Some people as they reach retirement come to see their pension savings as a con. At the top end they saved when they were on low incomes, receiving modest tax reliefs, only to find in later years they will have to pay higher tax rates to get their money out. Some very successful people will find they have saved too much and now get caned by the new tax system above the lifetime limit. Some on lower incomes will find their pension savings have not bought them much extra pension. At current annuity rates you need around £20,000 of savings to get an extra £1,000 pension a year. All will find that current low interest rates and past costs of running the pension scheme leave them worse off than they hoped.
I warmly welcome the Chancellor’s proposal to give people more freedom to decide what to do with their pensions savings where they have defined contribution funds.

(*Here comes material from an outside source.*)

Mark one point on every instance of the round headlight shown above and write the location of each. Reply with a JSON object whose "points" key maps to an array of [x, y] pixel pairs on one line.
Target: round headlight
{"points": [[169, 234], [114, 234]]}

It is far from satisfactory that people are made to buy an annuity when rates are low and returns poor. The state seems to be saying that it regards people’s savings as in some way the state’s money, to be controlled for people.
In recent days numerous regulators and socialists have emerged from the woodwork to tell us what they really think of us. Apparently they do think left to our own devices we will behave irresponsibly, blowing our money on fast cars and cruises, instead of drawing down our pension savings over the years of retirement in an orderly way. Some even say that as we have received tax relief on pension savings the state has every right to decide how we can spend them. They clearly do not understand that the tax relief on pensions is largely a tax deferral, not a tax break.
I make this prediction. There will be very few people if any buying a Lamborghini from their pension pot. Most will have insufficient money, and the overwhelming majority will be far more sensible with their money.
I also say this. By what right does someone rule out any way that a person might end up spending the money they have saved? If someone was told that they had only a few months to live, and they had saved substantial sums over their lives, who would begrudge them buying the car of their dreams or the holiday of their lifetime before death? People are usually better judges of how to spend their money than is the state.
The ending of the compulsory annuity purchase was one of the best things in a budget for many years. I will be pleased to vote for it, and to defend it. Those who think the state should control our savings belong to that school of thought which thinks that we are all on pocket money from the government. What a ghastly world to live in if we got to that position. Why then would people try harder or work longer hours, if the government decides what you earn and how you spend it? The old communist jibe was “the government pretends to pay us, and we pretend to work”. That’s what kept them in poverty for so long.